Indien bij de uitvoeringsfase van de sloop-, bouw-, sanerings- of graafwerkzaamheden archeologische resten aan het licht komen dan wel dat men redelijkerwijs kan vermoeden dat het om archeologische resten handelt, dienen deze zo spoedig mogelijk gemeld te worden. Voor dergelijke vondsten bestaat een wettelijke meldingsplicht art. 5.10 lid Erfgoedwet. Een opdrachtgever verplicht de aannemer(s) dan ook om attent te zijn op eventuele vondsten en/of sporen tijdens de graafwerkzaamheden en verplicht hen archeologische vondsten zo spoedig mogelijk te melden bij de lokale overheid, de gemeente en (eventueel in samenspraak met de lokale overheid) bij de Minister van OCW, vertegenwoordigd door de Rijksdienst voor het Cultureel Erfgoed in Amersfoort. Indien de vondst belangwekkend geacht wordt dient deze conform art. 5.10 lid 2 Erfgoedwet ter beschikking gesteld te worden voor nader onderzoek.

Bij de planvorming is rekening gehouden met de cultuurhistorische waarde van de dijk 'De Berm', die grenst aan het plangebied.

4.9 Water

Nederland is groot geworden door het leven met en de strijd tegen het water. In de 20e eeuw is, doordat er te weinig rekening is gehouden met het waterbelang, veel ruimte aan het water onttrokken en veel afvalwater direct geloosd op oppervlaktewater. Om de toekomst van Nederland veilig te stellen is het nodig om te anticiperen op klimaatsveranderingen en bij de ruimtelijke planvorming goed rekening te houden met water. De waterbeheerder heeft de taak, kennis en kunde om daar zorg voor te dragen. Daarom is het belangrijk om hem vroegtijdig te betrekken bij de planvorming.

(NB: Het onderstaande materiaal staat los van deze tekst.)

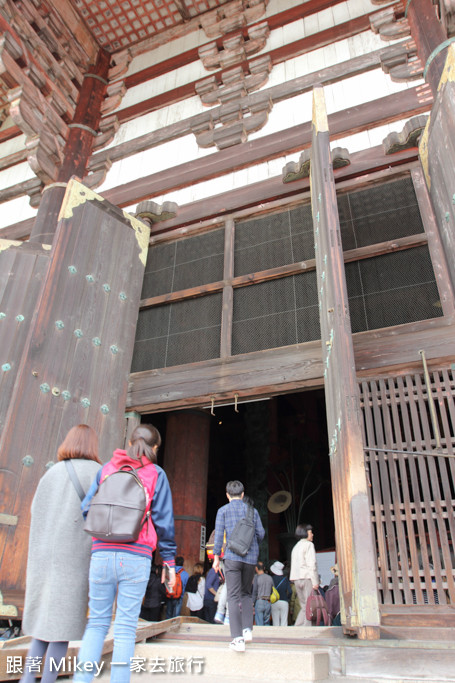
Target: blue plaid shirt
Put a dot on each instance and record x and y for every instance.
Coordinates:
(226, 518)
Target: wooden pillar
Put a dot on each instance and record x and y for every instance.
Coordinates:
(83, 131)
(186, 460)
(356, 552)
(132, 420)
(428, 34)
(437, 156)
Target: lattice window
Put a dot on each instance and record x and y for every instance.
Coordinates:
(412, 485)
(274, 300)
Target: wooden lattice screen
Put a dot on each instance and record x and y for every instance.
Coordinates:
(410, 463)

Het vroegtijdig betrekken van de waterbeheerder en het meewegen van het waterbelang is, door middel van de Watertoets, sinds 1 november 2003 wettelijk vastgelegd.

De projectlocatie ligt noordelijk van de kern Kerkdriel en ligt voor een deel tegen de teen van de dijk 'De Berm'. Het gehele terrein ligt binnen het beheersgebied van de dijkbeheerder, het waterschap Rivierenland. De kernzone loopt tot 20 meter vanaf de teen van de dijk, waarna 100 meter verder de beschermingszone eindigt. Het plangebied ligt deels in de kernzone en deels in de beschermingszone (binnen de 'bouwgrens'). Binnen de projectlocatie is geen oppervlaktewater aanwezig.

Ligging nabij waterkering
Het belangrijkste punt van aandacht van het Waterschap is de eis om te voldoen aan beleidsregel 5.18a Bouwwerken op en nabij primaire waterkeringen. De fundering van de woningen en de bergingen moet boven het profiel van vrije ruimte worden gerealiseerd.

Een en ander heeft geleid tot een andere stedenbouwkundige invulling van het terrein. Volgens het nieuwe stedenbouwkundig plan kunnen de rijtsjes en halvrijstaande woningen hetzelfde vloerpeil krijgen als de overige woningen in de Empelenhof. De vrijstaande woning wordt 80 cm opgetild, zodat de fundering van deze woning niet in het profiel van vrije ruimte wordt gebouwd. Ook de bijgebouwen zullen worden gebouwd met het fundament boven het profiel van vrije ruimte.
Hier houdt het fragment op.